Begitupun menurut teori Utilitarian bahwa suatu perbuatan adalah baik jika membawa manfaat, baik untuk diri sendiri, orang lain serta masyarakat sebagai keseluruhan. Penggelapan pajak negara berarti merupakan Tindakan tidak etis menurut konsep Utilitarian, karena hanya bermanfaat bagi Sebagian pihak.
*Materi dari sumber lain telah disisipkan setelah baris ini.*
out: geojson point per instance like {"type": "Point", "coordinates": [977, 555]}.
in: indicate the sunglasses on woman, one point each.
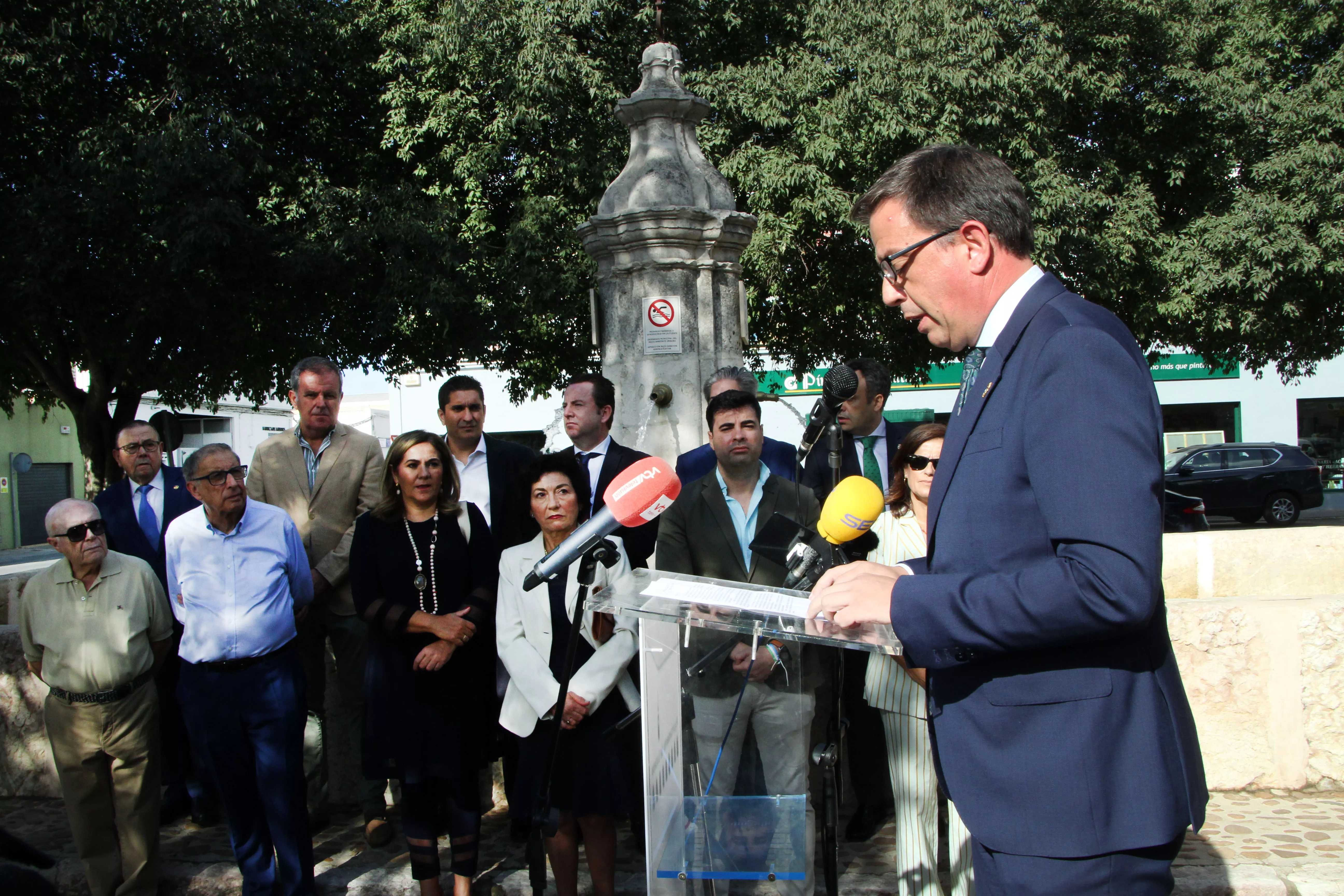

Menurut teori teleologi yang berasal dari Christian Wolff Seorang filsuf Jerman abad ke-18 di artikan sebagai pertimbangan moral akan baik buruknya suatu Tindakan dilakukan. Ukuran akhir dari teori Teleologi adalah tujuan dan akibat, jika suatu Tindakan salah menurut hukum tetapi bertujuan dan berakibat baik, maka Tindakan itu di nilai baik.
Sehingga etika teologi lebih bersifat situasional, karena tujuan dan akibatnya suatu Tindakan bisa bergantung pada situasi khusus tertentu. Sedangkan teori Deontologi terdapat dua teori yaitu hak dan teori keadilan. Atas penggelapan pajak tersebut hak masyarakat yang seharusnya mendapatkan kesempatan menikamti kesejahteraan dari pendapatan pajak telah di ambil oleh pelaku penggelapan
Teori keadilan tidak mendapatkan hak yang sama bagi pejabat public karena “pendapatan” yang berbeda padahal mereka sama-sama bekerja mengabdi pada negara. Semua kita tau bahwa penggelapan pajak memberikan kesimpulan bahwa pelakunya tidak punya etika, seperti teori-teori di atas. Namun dalam prakteknya tinggal penerapannya, apakah seseorang memilih hidup beretika atau tanpa etika?